Among the advanced teams we surveyed, we are looking, however, at a proportion of 55% of respondents who use the “last-click model” for attribution. That means they are exclusively looking at what is happening within the walls of Amazon. As a comparison, when we asked this same question to leading teams in paid search, the proportion for the last-click model was only 14%. We can only conclude that teams on Amazon seem to be working in a silo.
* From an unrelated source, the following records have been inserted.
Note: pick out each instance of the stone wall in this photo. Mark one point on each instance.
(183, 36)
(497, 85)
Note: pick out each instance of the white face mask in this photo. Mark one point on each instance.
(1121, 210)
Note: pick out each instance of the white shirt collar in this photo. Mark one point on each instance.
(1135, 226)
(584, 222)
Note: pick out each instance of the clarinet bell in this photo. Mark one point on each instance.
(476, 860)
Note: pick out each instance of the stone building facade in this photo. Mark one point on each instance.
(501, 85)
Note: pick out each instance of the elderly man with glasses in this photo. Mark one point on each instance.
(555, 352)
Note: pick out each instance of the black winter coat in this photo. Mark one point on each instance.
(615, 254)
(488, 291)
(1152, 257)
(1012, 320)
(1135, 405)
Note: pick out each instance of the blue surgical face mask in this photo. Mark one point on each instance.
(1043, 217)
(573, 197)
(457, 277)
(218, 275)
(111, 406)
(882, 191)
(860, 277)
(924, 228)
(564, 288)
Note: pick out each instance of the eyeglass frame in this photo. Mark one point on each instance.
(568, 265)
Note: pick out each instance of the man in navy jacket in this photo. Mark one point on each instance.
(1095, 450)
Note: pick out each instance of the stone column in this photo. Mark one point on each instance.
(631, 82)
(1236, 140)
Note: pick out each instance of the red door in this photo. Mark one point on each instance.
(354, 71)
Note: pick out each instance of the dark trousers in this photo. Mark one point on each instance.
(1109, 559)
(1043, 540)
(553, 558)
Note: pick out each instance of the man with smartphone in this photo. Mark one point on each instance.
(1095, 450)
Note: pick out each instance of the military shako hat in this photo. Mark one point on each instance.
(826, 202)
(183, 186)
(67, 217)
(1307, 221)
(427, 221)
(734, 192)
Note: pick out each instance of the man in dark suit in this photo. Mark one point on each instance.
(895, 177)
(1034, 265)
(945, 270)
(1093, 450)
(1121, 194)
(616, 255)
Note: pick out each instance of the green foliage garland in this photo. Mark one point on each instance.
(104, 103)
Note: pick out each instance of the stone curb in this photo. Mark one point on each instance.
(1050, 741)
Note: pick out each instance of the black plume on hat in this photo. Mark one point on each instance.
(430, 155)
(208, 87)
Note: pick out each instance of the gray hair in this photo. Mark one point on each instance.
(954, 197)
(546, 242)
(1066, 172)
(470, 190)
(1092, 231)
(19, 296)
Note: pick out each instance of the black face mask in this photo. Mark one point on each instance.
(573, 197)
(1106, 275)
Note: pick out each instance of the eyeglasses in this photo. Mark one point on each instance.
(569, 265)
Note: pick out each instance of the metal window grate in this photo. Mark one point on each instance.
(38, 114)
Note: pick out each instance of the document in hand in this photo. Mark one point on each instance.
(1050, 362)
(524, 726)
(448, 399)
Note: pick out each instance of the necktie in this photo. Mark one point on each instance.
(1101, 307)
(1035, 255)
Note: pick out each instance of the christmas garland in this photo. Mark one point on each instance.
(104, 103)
So to me, the big takeaway here is that some companies probably have an Amazon team that operates separately from the paid search and social teams in the marketing department. In those scenarios, the Amazon team probably thinks they’re crushing it, because of all of the sales coming from their Amazon marketing efforts. However, the marketing team that’s generating YouTube brand awareness ads is probably struggling to justify their budget because they’re not seeing the effects their ads have on branded search queries in Amazon, which are driving sales. If you’re a Marketing Director who oversees all of these teams and they’re currently not talking to each other, now is the time to fix that. Get ahead of attribution and learn how all of your channels are driving users to purchase on Amazon.

That wraps up my takeaways from Innovell’s Marketing On Amazon report. Don’t forget that the first 100 marketers to get this report via Hanapin can get it for FREE. Just go here>>

I truly learned a lot from this report and plan to share even more of my takeaways with my team – I recommend you do the same! Amazon is too big for us to ignore, as marketers.